Si nous avons choisi le noir et blanc de préférence à la couleur, ce ne fut pas seulement en raison de de difficultés techniques. Nous espérions qu’ainsi apparaîtrait mieux l’architecture tragique de la peinture de Van Gogh.


 

La multiplicité des plans (presque aussi nombreux que dans un grand film) obligeait à donner à la musique une importance prépondérante. Elle n’était plus là pour "accompagner" des images, mais pour créer l’ossature même du film. C’est à elle que revenait le rôle de souder les œuvres entre elles et de rendre cohérent l’univers de Van Gogh. C’est ce que Jacques Besse a, je crois, fort bien compris.


 

Toutefois, nous nous sommes toujours efforcés de ne point substituer à l’œuvre du peintre une dramatisation arbitraire dont le mode d’action sur le spectateur serait entièrement étranger au tableau. Nous espérons que le minimum de méthode ne tourne pas ici au procédé. Nous avons cherché à ce que la caméra et la pellicule soient avant tout les révélateurs d’une émotion picturale.

Alain Resnais
Ciné-Club n° 3, décembre 1948

1. Ciné-Club (1947-1954 était l’organe de la Fédération française des ciné-clubs.
Elle est indexée sur le site Calindex.
* La référence renvoie aux trois premiers films de Jacques Dupont (1921-2013), assisté par Edmond Séchan et Pierre-Dominique Gaisseau, des courts métrages réalisés au cours de la Mission Ogooué-Congo en 1946 : Au pays des Pygmées, Pirogues sur l’Ogooué et Danses congolaises.
* Goémons de Yannick Bellon, sélectionné à la Mostra de Venise 1948, est sorti en 1949.
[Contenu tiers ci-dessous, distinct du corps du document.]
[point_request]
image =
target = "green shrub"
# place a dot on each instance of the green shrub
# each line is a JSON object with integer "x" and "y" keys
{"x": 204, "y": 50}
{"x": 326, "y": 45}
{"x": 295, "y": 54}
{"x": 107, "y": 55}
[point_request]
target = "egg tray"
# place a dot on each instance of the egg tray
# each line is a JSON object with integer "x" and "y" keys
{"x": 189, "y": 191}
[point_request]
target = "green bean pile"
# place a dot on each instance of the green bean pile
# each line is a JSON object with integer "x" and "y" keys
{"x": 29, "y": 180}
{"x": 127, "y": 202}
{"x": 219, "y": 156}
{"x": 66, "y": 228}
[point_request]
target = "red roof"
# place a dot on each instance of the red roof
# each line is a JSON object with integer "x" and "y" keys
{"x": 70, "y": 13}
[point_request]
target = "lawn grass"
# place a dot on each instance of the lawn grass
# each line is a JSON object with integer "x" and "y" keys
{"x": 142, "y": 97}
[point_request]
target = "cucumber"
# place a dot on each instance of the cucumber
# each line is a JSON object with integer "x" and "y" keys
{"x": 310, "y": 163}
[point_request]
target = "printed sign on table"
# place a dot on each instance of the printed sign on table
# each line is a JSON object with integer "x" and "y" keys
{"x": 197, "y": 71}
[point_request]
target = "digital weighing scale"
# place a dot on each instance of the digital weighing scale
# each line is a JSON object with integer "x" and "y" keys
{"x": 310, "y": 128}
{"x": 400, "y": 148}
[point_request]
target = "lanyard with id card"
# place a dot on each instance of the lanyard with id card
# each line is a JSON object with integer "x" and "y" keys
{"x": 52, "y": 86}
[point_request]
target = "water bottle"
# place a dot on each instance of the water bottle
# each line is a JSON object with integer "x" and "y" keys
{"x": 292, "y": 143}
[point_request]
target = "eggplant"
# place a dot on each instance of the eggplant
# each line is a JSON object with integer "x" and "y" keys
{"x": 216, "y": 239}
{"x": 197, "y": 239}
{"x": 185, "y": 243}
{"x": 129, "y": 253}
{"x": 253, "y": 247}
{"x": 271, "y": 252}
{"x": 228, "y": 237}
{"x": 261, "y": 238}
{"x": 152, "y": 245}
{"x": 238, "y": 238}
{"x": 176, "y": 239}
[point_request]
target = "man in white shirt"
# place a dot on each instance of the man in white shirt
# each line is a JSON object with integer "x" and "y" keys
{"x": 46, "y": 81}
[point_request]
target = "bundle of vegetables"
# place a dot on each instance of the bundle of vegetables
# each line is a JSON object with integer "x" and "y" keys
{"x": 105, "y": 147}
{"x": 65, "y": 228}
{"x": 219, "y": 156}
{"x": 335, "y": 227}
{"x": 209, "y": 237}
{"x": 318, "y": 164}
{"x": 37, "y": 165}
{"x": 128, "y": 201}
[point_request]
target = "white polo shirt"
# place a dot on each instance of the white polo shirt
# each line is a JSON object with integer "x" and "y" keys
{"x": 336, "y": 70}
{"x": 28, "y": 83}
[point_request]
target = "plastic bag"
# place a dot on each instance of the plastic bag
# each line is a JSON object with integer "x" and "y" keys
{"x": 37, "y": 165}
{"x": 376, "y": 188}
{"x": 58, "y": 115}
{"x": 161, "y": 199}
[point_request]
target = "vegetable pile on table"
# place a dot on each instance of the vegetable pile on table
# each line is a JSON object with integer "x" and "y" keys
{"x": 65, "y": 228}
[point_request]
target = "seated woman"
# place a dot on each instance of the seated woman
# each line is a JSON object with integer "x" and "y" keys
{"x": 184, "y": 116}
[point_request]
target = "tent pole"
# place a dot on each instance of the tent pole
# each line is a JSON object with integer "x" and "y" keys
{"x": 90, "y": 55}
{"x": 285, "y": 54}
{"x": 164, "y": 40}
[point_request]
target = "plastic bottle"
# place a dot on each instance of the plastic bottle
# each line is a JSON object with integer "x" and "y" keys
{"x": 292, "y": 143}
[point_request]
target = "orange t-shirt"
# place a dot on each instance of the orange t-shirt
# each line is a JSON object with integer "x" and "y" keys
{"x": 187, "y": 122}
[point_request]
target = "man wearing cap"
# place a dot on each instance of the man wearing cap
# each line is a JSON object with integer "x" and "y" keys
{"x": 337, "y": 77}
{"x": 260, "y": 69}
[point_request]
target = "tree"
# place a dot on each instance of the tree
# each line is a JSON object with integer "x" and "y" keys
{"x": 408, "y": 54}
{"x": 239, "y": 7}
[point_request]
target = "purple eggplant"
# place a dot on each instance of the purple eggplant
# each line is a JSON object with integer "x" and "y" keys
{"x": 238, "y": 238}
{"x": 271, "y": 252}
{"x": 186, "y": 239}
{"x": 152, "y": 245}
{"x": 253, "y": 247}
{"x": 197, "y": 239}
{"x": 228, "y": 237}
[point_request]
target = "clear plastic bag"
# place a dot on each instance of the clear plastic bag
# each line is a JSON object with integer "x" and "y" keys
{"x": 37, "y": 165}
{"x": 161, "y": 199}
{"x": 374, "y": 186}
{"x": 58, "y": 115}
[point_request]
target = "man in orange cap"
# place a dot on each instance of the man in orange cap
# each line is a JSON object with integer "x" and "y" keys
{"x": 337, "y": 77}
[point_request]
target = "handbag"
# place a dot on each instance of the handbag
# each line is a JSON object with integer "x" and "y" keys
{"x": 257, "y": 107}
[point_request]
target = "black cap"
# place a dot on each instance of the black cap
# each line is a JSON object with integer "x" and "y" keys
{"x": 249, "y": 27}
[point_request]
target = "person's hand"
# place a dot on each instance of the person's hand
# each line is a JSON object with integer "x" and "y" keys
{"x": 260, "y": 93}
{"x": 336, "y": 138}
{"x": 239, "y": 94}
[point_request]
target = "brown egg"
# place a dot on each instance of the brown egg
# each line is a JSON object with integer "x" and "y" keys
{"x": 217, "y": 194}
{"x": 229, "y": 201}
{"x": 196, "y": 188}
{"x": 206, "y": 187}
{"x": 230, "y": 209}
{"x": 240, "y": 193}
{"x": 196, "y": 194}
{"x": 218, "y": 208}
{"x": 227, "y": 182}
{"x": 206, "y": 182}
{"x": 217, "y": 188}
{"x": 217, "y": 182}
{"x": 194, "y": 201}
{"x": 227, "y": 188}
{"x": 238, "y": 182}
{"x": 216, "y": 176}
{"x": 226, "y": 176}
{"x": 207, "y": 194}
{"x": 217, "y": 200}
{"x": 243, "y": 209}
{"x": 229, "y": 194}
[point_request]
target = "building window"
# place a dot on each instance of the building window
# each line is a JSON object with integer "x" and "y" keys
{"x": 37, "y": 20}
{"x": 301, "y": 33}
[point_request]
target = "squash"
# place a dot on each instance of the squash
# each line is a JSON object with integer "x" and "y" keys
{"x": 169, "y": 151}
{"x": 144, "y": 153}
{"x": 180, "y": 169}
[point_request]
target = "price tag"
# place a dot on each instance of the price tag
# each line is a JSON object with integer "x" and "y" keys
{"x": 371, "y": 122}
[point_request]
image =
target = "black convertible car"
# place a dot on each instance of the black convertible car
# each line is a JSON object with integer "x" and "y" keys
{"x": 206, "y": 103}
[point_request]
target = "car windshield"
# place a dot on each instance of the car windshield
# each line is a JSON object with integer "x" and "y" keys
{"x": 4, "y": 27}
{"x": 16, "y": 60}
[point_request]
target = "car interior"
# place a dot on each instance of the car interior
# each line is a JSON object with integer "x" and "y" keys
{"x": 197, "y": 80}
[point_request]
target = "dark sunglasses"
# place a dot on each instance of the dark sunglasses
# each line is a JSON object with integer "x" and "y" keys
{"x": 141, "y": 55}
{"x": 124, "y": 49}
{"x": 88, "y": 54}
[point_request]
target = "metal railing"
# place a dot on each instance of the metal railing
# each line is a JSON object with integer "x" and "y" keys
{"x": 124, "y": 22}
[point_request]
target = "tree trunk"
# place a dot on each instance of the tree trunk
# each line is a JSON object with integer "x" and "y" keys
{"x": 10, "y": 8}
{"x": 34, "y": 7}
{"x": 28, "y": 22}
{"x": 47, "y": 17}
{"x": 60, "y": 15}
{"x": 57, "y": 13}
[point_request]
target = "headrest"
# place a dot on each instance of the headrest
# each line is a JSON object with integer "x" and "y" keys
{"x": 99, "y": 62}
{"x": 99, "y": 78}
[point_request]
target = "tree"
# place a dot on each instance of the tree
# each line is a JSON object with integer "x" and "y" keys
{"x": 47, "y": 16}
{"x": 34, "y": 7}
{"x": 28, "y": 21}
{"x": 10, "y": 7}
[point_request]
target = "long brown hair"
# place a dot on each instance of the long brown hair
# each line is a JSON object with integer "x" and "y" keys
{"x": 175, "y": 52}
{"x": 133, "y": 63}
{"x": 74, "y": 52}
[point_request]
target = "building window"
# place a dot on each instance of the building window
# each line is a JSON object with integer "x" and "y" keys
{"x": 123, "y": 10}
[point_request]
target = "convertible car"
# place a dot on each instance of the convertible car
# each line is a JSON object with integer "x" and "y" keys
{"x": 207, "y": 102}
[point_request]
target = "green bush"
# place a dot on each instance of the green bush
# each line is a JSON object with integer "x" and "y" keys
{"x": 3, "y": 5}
2. Paris 1900, de Nicole Védrès réalisé en 1946, est sorti en 1948.
Guernica de Robert Hessens & Alain Resnais, sur un scénario de Paul Éluard est sorti en 1950.

3. Le film intégral sur Internet.


Van Gogh. Réal, mont : Alain Resnais ; sc : Gaston Diehl, Robert Hessens ; ph : Henry Ferrand ; mu : Jacques Besse. Avec Claude Dauphin (France, 1948, 20 mn).